“Prince Harry, Duke of Sussex, and Meghan Markle announced they would become financially independent of the Crown on January 8, 2020. Within a week, six new trademark applications were filed in the USPTO for ‘Sussex Royal.’”
As you’ve most likely heard, Prince Harry and Meghan Markle have decided to become financially independent of the Crown. No small task when your security costs are reported to be $1.3 to more than $7 million per year. Ouch!
So, what are they planning to do? One hint can be found in the trademark application for “Sussex Royal” that they filed in England on June 21, 2019. This trademark filing provides the opportunity for many lessons to be learned.
- You can keep an eye open (snoop) on your competition.
- You should do a search to clear your trademark.
- You should file before you announce your plans.
- You should file in countries where you intend to use the trademark.
- You should take advantage of your first filing date when filing in other countries.
A trademark application requires you to list the goods and services on which you intend to use the mark. Harry and Meghan’s is listed in their UK application. A summary of the goods and services it includes gives some hints as to their plans for this brand. They’re seeking registration for: printed matter, clothing, campaigning, charitable fundraising, education, and social care services, including licensing of intellectual property.
This gives us some indication of what they might be up to. This is also a good way to keep up on your competition. You should regularly watch your competition to determine what new products and services they may be planning to launch.
Clear your trademark
Have a search done to be certain that your trademark is available.

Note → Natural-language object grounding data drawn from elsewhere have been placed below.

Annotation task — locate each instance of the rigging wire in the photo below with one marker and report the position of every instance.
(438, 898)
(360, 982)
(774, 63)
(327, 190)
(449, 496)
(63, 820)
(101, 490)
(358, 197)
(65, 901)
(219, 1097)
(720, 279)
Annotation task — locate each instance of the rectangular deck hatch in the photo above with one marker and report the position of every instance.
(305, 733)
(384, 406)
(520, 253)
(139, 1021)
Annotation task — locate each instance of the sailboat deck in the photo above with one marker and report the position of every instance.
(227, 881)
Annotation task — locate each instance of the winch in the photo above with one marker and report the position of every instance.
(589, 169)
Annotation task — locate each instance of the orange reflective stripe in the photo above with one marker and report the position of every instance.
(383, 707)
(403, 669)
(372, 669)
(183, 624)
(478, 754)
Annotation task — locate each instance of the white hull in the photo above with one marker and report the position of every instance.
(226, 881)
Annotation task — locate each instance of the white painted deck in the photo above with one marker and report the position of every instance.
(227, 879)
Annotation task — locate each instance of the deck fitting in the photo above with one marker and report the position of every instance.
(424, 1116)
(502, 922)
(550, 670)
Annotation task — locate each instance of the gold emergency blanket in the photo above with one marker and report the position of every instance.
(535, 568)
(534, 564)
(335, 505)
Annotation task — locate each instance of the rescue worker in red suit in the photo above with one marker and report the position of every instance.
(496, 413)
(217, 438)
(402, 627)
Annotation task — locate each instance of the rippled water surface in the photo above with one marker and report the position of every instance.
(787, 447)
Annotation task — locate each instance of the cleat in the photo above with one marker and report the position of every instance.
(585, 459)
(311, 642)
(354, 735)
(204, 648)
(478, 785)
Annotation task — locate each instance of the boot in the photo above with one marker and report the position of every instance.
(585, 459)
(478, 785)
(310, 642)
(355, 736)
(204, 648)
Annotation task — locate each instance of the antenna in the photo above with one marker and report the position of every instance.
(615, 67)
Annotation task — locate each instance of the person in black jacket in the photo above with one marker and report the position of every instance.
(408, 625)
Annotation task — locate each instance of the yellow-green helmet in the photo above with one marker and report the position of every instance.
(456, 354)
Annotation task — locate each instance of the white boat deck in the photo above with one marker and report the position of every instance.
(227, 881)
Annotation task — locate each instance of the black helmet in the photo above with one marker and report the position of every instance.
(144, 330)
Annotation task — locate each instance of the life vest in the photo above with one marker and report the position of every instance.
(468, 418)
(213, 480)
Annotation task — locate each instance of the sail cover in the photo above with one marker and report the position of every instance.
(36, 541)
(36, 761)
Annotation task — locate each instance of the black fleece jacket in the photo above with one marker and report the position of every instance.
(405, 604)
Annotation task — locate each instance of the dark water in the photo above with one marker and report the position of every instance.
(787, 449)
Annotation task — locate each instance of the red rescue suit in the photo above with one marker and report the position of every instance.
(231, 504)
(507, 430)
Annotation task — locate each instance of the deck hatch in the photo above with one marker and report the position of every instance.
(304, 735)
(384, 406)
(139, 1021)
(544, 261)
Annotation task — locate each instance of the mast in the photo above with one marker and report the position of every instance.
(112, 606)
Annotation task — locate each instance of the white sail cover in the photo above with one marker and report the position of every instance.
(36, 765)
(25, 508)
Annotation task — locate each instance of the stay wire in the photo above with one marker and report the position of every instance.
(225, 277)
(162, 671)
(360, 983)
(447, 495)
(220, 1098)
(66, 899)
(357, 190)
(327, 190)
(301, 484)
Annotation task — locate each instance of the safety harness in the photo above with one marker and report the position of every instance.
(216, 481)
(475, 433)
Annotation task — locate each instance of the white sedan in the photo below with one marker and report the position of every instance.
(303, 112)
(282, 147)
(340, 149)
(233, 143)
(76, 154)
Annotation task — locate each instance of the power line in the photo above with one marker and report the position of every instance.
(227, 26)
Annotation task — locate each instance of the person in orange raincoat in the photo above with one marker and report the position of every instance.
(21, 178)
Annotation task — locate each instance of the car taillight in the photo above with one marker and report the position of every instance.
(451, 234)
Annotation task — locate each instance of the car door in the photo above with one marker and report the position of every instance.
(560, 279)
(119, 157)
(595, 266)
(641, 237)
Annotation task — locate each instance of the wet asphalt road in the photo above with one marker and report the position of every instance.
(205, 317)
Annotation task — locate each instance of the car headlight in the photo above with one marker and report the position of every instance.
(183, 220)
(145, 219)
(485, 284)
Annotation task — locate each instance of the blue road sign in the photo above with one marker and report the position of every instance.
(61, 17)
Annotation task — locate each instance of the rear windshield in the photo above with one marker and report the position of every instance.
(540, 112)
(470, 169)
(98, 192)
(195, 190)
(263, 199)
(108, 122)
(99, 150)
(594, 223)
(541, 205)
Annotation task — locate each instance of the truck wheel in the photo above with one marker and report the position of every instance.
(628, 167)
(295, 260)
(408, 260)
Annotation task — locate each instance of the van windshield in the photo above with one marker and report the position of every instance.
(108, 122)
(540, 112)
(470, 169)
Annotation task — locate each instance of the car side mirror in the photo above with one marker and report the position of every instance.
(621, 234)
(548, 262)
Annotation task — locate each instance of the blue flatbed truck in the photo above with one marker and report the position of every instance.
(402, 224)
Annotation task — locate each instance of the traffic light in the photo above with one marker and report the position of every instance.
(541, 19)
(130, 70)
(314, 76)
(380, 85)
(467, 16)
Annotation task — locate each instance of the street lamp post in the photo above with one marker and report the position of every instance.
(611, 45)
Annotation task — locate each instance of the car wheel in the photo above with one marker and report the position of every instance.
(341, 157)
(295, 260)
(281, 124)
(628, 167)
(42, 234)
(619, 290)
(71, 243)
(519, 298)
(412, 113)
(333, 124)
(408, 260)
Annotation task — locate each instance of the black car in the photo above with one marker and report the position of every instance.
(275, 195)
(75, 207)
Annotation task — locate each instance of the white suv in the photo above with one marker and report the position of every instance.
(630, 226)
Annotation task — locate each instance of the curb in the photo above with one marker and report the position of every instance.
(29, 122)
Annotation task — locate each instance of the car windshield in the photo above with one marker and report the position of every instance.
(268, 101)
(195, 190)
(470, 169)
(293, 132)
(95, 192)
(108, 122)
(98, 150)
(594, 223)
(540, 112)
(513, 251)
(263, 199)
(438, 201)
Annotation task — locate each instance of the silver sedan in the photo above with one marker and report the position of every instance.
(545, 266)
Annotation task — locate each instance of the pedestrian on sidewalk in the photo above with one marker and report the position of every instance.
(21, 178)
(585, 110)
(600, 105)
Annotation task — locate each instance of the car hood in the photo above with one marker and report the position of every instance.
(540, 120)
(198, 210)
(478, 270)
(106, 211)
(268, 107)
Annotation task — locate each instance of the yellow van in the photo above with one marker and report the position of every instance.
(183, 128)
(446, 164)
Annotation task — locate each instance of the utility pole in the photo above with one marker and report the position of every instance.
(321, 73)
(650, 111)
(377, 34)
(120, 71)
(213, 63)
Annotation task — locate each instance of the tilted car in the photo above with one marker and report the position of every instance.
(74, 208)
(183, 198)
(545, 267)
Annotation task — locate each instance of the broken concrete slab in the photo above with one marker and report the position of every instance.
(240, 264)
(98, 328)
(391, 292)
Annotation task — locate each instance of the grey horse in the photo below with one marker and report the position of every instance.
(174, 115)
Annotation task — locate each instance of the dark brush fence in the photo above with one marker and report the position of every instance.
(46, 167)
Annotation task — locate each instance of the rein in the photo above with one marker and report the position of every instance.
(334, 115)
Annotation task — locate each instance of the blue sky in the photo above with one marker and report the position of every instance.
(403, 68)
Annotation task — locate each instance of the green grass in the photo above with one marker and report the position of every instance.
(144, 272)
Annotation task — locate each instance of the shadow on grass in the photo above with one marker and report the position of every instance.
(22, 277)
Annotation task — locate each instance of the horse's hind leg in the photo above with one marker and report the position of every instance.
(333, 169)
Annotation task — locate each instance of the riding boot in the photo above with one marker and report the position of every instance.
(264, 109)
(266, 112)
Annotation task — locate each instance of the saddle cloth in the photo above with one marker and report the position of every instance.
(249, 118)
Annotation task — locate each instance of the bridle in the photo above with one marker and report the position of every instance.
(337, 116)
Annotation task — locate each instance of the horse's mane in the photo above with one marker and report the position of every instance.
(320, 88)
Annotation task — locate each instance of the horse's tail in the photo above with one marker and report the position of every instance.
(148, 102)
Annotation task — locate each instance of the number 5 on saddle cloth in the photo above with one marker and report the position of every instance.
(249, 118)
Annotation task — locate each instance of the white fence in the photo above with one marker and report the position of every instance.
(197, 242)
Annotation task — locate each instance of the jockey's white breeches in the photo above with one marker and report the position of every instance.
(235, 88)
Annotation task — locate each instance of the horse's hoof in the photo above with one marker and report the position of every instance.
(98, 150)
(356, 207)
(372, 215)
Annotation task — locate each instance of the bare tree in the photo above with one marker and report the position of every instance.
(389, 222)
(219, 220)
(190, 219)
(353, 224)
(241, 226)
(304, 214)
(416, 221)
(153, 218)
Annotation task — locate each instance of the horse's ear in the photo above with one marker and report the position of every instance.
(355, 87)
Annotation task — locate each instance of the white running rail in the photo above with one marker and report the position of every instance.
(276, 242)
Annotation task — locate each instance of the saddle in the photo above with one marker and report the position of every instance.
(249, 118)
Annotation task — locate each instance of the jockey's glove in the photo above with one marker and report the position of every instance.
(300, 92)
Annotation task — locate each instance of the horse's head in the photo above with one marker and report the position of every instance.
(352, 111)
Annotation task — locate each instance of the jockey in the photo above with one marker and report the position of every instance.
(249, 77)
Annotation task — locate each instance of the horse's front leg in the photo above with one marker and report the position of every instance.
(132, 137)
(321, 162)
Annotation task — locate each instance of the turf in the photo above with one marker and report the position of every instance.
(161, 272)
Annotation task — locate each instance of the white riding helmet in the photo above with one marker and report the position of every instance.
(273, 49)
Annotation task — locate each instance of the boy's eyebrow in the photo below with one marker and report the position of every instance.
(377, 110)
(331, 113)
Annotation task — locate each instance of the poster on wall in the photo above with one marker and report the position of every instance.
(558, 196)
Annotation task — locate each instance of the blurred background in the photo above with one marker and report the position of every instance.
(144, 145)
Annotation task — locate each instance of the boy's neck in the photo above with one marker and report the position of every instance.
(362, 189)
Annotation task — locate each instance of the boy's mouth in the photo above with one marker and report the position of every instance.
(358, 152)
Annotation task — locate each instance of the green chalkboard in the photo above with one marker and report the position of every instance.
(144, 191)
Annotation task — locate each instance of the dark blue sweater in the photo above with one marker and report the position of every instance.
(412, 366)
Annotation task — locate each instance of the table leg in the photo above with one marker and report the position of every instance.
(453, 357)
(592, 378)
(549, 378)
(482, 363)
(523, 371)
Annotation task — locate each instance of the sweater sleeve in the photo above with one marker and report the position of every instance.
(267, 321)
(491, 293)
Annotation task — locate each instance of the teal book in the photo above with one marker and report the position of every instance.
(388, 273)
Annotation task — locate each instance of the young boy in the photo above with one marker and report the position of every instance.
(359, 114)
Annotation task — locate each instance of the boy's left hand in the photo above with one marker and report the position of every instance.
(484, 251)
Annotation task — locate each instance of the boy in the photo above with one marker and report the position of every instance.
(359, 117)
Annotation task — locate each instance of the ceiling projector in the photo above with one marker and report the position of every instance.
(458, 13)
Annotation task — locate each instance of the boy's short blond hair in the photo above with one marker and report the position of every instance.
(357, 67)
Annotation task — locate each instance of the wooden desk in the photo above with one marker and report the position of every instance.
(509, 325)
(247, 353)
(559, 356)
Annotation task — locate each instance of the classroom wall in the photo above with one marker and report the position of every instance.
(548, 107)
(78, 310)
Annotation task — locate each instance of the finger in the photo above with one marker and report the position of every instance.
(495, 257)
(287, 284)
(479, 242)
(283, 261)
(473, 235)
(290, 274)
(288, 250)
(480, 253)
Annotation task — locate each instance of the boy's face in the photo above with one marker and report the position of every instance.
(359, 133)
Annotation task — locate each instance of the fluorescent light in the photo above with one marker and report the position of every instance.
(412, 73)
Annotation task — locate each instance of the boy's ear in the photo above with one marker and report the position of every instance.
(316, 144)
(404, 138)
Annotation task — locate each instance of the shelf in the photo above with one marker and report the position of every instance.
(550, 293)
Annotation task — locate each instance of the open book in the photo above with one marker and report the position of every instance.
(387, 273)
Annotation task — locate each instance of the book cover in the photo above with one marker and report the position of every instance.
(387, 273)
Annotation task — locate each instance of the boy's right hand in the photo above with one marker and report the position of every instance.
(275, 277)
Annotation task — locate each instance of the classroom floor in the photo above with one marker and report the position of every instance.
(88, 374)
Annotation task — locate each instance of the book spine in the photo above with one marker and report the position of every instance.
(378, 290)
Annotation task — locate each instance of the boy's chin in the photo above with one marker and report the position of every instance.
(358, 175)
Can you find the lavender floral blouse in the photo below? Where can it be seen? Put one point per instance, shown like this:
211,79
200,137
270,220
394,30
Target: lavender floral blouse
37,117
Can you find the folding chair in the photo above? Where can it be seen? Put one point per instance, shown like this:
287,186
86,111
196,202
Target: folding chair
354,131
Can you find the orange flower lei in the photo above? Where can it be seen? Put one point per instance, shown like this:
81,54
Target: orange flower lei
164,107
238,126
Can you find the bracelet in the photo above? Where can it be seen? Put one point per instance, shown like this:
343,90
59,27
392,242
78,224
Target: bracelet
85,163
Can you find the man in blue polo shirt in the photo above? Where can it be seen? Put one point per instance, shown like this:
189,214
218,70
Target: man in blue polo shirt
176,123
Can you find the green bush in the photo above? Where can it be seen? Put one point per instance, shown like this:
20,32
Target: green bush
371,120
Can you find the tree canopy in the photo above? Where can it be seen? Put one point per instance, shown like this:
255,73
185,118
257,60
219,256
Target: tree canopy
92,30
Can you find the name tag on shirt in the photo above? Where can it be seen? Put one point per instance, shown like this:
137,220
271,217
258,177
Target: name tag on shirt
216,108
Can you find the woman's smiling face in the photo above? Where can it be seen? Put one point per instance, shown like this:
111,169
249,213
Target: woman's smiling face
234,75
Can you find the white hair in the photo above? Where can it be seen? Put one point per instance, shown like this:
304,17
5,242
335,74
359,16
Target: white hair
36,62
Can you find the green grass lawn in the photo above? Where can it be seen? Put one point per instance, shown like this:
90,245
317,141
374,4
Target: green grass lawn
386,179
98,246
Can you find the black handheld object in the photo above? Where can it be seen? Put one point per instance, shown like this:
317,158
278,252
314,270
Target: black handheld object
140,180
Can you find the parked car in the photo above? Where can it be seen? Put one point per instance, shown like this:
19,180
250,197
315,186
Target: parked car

You don’t want to pick a trademark that will result in a dispute. “Sussex Royal The Foundation Of The Duke And Duchess Of Sussex” filed for “Sussex Royal” in the United Kingdom Trademark Office on June 21, 2019. When the mark was published, several notices of opposition were filed against their application. It’s not going to be an easy process for them to get this trademark registered.
File before you announce
File your trademark application before you announce your intentions. If you don’t, your mark may be hijacked. Harry and Meghan made their announcement on January 8, 2020. Within a week, six new trademark applications were filed in the U.S. Patent and Trademark Office (USPTO) for “Sussex Royal.”That same day, an application for trademark registration was filed by a California man for Internet communication services. Two more were filed on the 13th by two separate individuals for curtains and towels, educational kits, and alcoholic beverages (Swiss Royal IPA?). Two were filed on the 14th for t-shirts, clothing, and stationery. Finally, on the 15th, another individual filed for children’s bed linens.
Canada also saw filings for “Sussex Royal” in its Trademark Office. Royal Mount Spirits Inc. filed on January 12th for clothing and alcoholic beverages. Juice Marketing filed on January 15th for kitchen accessories.
It seems to be more than a coincidence that these were filed shortly after the announcement by the Royals that they were striking out on their own.
In the United States you can file an intent to use application. Your mark can be allowed by the USPTO before you actually use it. Once you use it, it will then issue. This is a great way to protect your brand and protect yourself against hijackers.
File in all countries where you intend to use your trademark
The Royals have hinted that they may live in Canada and appear to be interested in the U.S. market. So, in addition to the United Kingdom, they should file in Canada and the United States, as well as other countries that are important to them. Remember those other filings? These can create issues for the Royals.
In the United States, you have trademark rights once you use the mark. You don’t have to register your mark to have rights, although it is much better to register. Unlike the United States, many countries have first-to-file systems. Whomever files first gets the trademark. This can create royal problems when you’re trying to later get trademark protection in those countries. Your trademark has basically been hijacked.
I recently represented a company that was being purchased. We learned that their European distributors had registered their trademarks in the distributor’s name. They were the first-to-file, and therefore technically owned the trademarks. To close the deal, we had to buy back our trademarks. To avoid this, file before you use.
Take advantage of your earlier filing date
Actually, they should have filed in the United States within six months of the filing in the United Kingdom to take advantage of that filing date. Many countries will recognize your earlier filing date in another country; however, you have to file in those countries within a specific period. It’s typically six months after your first filing. If the Royals had filed in the United States within six months of their United Kingdom filing, they would have had the filing date of June 21, 2019, the date they filed in the United Kingdom. This is critical to getting a U.S. registration. They would have been first, their trademark would be examined first, and everyone else’s suspended. Once their mark is registered, it’s then used to block anyone else trying to register a confusingly similar trademark.
It appears that the former Royals failed to do this. Now they may have a greater fight on their hands. There are earlier filings in Canada and the United States.
Trademarks are valuable. They can be your most valuable asset. They should be carefully protected. They’re complex, particularly when you are planning to do business in other countries. Follow the lessons from Harry and Meghan to protect your trademarks in the United States as well as other countries. Your trademarks could be worth a king’s ransom.